To some, the history and/or phenomenon of premature burial may not seem like a very enjoyable read. I’ve never been bothered by the idea. While it isn’t touched upon in the book, embalming, which I am fairly knowledgeable about, pretty much puts to rest any chance of being buried alive, at least in this country. Perhaps it is that lack of fear concerning premature burial that made me so interesting in reading this book in the first place. Now, I don’t review or read nonfiction very often. I’ve always been an escapist and love that transportation to another person, place, or time that fiction offers. Whereas I would normally talk about characters are themes and all that literary criticism stuff, I suppose I’ll cut it short and simply sum up the book, as well as my feelings about it.
The book is divided into twelve chapters. The first two deal mainly with different reports, stories, and myths surrounding cases of premature burial throughout history. If you’re hoping to read a book full of endless gruesome tales of people being buried alive, then this is the book for you. Bondeson helps weed out the clearly fictional stories by detailing common elements that run throughout almost every single story. There are two problems with these chapters. First, we’ve all heard stories like these and fifty pages of them is not the most interesting way to start off a book that we’re reading for the purpose of gleaning some cold, hard facts about the subject. Secondly, these stories are not contained to these two chapters. In almost every single section we continuously have more fairy tales of premature burial heaped upon us. As I said, if this is what your looking for, great. I myself am not.
Chapters three and four deal with that which lies at the heart of this subject, namely the signs of death. When it comes down to it, this book is really more about the signs of death, than premature burial. This is simply because it is the untrustworthy signs of death that lead to a premature interment. Bondeson gives a fascinating perspective of a medical and scientific community struggling against superstition and the ego of a physician unable to admit that the criteria of death may be fallible. It is easy to see why it had once been so difficult to definitively prove the state of a human being’s life.

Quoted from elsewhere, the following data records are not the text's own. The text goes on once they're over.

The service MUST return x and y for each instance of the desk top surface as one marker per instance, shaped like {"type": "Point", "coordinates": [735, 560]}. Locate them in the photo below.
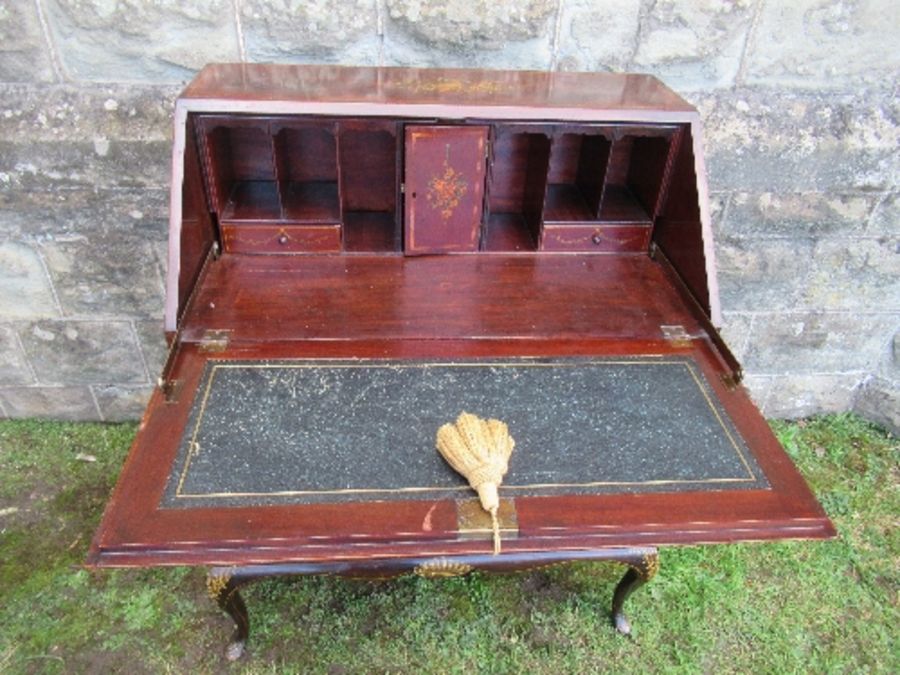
{"type": "Point", "coordinates": [458, 87]}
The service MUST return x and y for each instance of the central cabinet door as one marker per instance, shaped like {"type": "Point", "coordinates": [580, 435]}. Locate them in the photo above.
{"type": "Point", "coordinates": [444, 178]}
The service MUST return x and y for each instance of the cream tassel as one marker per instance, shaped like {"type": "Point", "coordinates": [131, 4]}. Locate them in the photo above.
{"type": "Point", "coordinates": [479, 449]}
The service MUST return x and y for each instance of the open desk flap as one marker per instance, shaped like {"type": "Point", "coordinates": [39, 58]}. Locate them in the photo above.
{"type": "Point", "coordinates": [358, 255]}
{"type": "Point", "coordinates": [296, 452]}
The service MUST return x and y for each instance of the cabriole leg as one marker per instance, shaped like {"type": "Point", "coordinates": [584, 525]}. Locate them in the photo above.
{"type": "Point", "coordinates": [222, 587]}
{"type": "Point", "coordinates": [640, 571]}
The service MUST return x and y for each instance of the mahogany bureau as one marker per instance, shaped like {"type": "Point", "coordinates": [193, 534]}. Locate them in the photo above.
{"type": "Point", "coordinates": [357, 255]}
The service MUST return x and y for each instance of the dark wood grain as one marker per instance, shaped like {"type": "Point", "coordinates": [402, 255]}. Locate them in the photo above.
{"type": "Point", "coordinates": [679, 231]}
{"type": "Point", "coordinates": [444, 177]}
{"type": "Point", "coordinates": [198, 231]}
{"type": "Point", "coordinates": [310, 161]}
{"type": "Point", "coordinates": [497, 296]}
{"type": "Point", "coordinates": [136, 531]}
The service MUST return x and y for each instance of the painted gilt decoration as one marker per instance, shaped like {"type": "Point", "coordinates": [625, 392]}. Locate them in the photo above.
{"type": "Point", "coordinates": [446, 190]}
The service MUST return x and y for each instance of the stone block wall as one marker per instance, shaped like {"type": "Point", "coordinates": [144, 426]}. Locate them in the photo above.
{"type": "Point", "coordinates": [800, 102]}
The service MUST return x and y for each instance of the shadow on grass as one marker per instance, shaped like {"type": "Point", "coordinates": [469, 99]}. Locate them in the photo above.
{"type": "Point", "coordinates": [805, 606]}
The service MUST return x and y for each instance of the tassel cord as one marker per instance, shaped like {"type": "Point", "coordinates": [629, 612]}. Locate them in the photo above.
{"type": "Point", "coordinates": [496, 523]}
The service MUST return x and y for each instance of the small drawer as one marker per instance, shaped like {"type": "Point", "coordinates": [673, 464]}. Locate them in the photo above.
{"type": "Point", "coordinates": [596, 238]}
{"type": "Point", "coordinates": [246, 238]}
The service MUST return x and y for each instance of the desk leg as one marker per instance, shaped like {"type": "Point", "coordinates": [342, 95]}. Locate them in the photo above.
{"type": "Point", "coordinates": [222, 585]}
{"type": "Point", "coordinates": [640, 571]}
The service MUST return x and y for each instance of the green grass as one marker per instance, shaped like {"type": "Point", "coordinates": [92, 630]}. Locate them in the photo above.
{"type": "Point", "coordinates": [785, 607]}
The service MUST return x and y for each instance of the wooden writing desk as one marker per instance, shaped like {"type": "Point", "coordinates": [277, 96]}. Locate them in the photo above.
{"type": "Point", "coordinates": [357, 255]}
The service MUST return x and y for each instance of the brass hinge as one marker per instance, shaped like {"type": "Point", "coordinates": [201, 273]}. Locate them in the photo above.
{"type": "Point", "coordinates": [732, 379]}
{"type": "Point", "coordinates": [677, 336]}
{"type": "Point", "coordinates": [473, 522]}
{"type": "Point", "coordinates": [170, 389]}
{"type": "Point", "coordinates": [214, 341]}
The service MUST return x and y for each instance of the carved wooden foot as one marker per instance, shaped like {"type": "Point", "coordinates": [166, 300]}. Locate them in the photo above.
{"type": "Point", "coordinates": [223, 588]}
{"type": "Point", "coordinates": [640, 571]}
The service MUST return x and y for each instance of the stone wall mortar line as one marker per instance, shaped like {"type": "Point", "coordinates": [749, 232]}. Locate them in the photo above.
{"type": "Point", "coordinates": [811, 373]}
{"type": "Point", "coordinates": [137, 341]}
{"type": "Point", "coordinates": [56, 301]}
{"type": "Point", "coordinates": [239, 29]}
{"type": "Point", "coordinates": [643, 18]}
{"type": "Point", "coordinates": [55, 61]}
{"type": "Point", "coordinates": [96, 403]}
{"type": "Point", "coordinates": [21, 346]}
{"type": "Point", "coordinates": [745, 343]}
{"type": "Point", "coordinates": [812, 238]}
{"type": "Point", "coordinates": [882, 198]}
{"type": "Point", "coordinates": [557, 29]}
{"type": "Point", "coordinates": [831, 312]}
{"type": "Point", "coordinates": [722, 225]}
{"type": "Point", "coordinates": [379, 31]}
{"type": "Point", "coordinates": [748, 41]}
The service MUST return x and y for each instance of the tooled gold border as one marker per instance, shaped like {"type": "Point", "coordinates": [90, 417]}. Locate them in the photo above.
{"type": "Point", "coordinates": [319, 363]}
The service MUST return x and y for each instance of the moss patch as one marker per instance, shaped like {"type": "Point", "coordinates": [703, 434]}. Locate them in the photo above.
{"type": "Point", "coordinates": [805, 606]}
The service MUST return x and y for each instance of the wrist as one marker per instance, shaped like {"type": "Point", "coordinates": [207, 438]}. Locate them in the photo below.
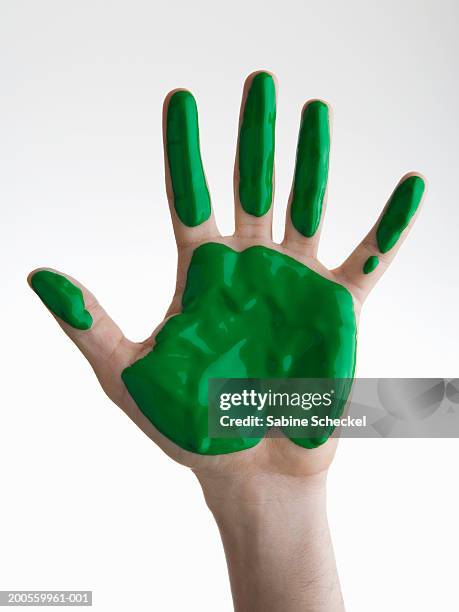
{"type": "Point", "coordinates": [276, 539]}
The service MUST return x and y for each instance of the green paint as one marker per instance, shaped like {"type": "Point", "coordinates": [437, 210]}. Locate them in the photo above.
{"type": "Point", "coordinates": [256, 146]}
{"type": "Point", "coordinates": [191, 196]}
{"type": "Point", "coordinates": [62, 297]}
{"type": "Point", "coordinates": [401, 207]}
{"type": "Point", "coordinates": [311, 168]}
{"type": "Point", "coordinates": [370, 264]}
{"type": "Point", "coordinates": [253, 314]}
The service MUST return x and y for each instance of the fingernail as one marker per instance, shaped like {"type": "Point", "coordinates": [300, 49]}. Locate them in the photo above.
{"type": "Point", "coordinates": [62, 297]}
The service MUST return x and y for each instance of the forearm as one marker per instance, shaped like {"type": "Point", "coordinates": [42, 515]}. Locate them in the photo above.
{"type": "Point", "coordinates": [277, 544]}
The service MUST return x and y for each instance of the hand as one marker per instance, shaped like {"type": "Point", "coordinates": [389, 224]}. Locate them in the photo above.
{"type": "Point", "coordinates": [244, 306]}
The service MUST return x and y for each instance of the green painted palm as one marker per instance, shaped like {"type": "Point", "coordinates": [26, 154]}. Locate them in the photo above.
{"type": "Point", "coordinates": [244, 306]}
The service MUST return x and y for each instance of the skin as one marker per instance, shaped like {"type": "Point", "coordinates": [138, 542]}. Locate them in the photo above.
{"type": "Point", "coordinates": [269, 500]}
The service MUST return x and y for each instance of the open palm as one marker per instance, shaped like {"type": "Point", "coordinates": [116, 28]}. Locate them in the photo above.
{"type": "Point", "coordinates": [244, 306]}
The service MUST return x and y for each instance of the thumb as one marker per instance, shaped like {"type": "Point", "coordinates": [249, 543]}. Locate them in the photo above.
{"type": "Point", "coordinates": [85, 322]}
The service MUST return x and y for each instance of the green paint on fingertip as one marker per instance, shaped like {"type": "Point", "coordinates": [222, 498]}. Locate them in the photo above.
{"type": "Point", "coordinates": [311, 169]}
{"type": "Point", "coordinates": [256, 146]}
{"type": "Point", "coordinates": [251, 314]}
{"type": "Point", "coordinates": [191, 196]}
{"type": "Point", "coordinates": [400, 209]}
{"type": "Point", "coordinates": [62, 297]}
{"type": "Point", "coordinates": [370, 264]}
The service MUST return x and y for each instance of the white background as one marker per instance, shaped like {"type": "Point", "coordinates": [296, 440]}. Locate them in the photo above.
{"type": "Point", "coordinates": [87, 501]}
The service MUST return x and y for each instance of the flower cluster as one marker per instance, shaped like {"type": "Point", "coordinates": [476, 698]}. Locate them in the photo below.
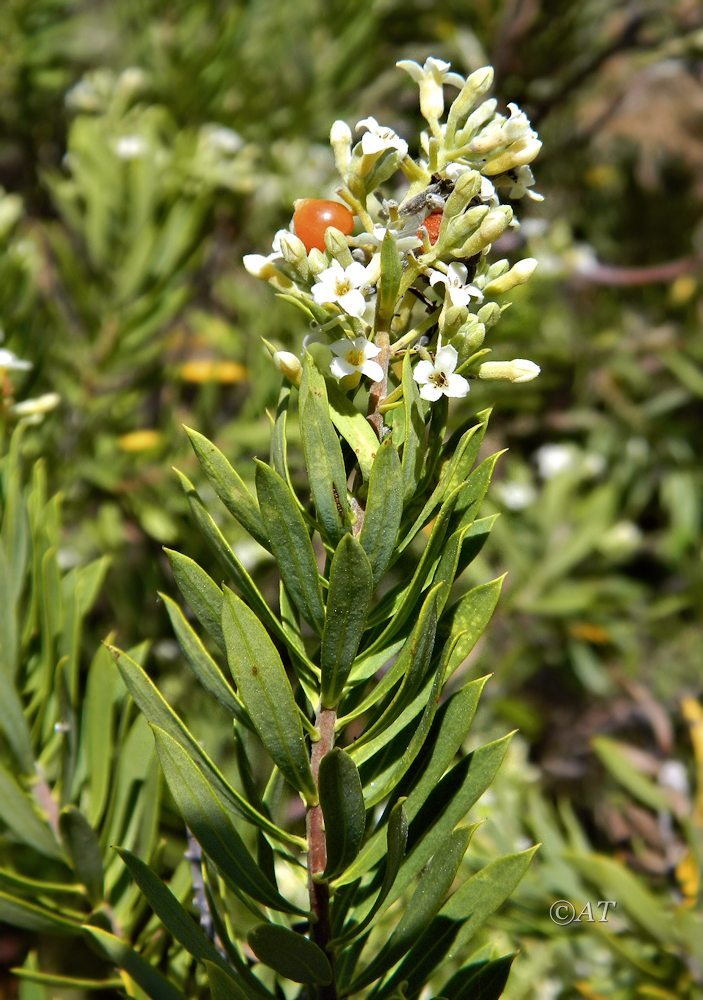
{"type": "Point", "coordinates": [400, 262]}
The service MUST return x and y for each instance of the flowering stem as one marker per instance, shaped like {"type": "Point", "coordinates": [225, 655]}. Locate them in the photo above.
{"type": "Point", "coordinates": [380, 388]}
{"type": "Point", "coordinates": [317, 846]}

Chapters five and six deal with the rather morbid technologies that sprang up as a result of rampant fear of premature burial. Here we are given lengthy details of security coffins and hospitals for the dead, where corpses were stored until putrefaction set in (this was considered by many the only sure sign of a person’s death). After these tidbits, the next two chapters return to the subject of the signs of death and mark the technological advances by the medical community that helped to create a more cohesive and reliable set of signs of death.
Finally, after chapters on the raving lunatics who pursued anti-premature burial legislation, and a short history of the literary popularity of the subject, Bondeson ends the book with two important chapters. The first asks whether or not people were really buried alive. To make a long story short, yes. The last chapter asks whether or not this could happen today. Again, long story short, under the right circumstances, sure, anything’s possible.
Overall, while I found the recurrence of silly burial stories and many of the same facts a bit tedious at times, this was still an engaging read. I have seen this book criticized for the same reasons I have just sighted. However, this really is the definitive book on the subject (at least that is concerned with facts) and Bondeson’s status as a physician gives him the proper insight an author of this subject needs. All in all, to the curious, I recommend this one.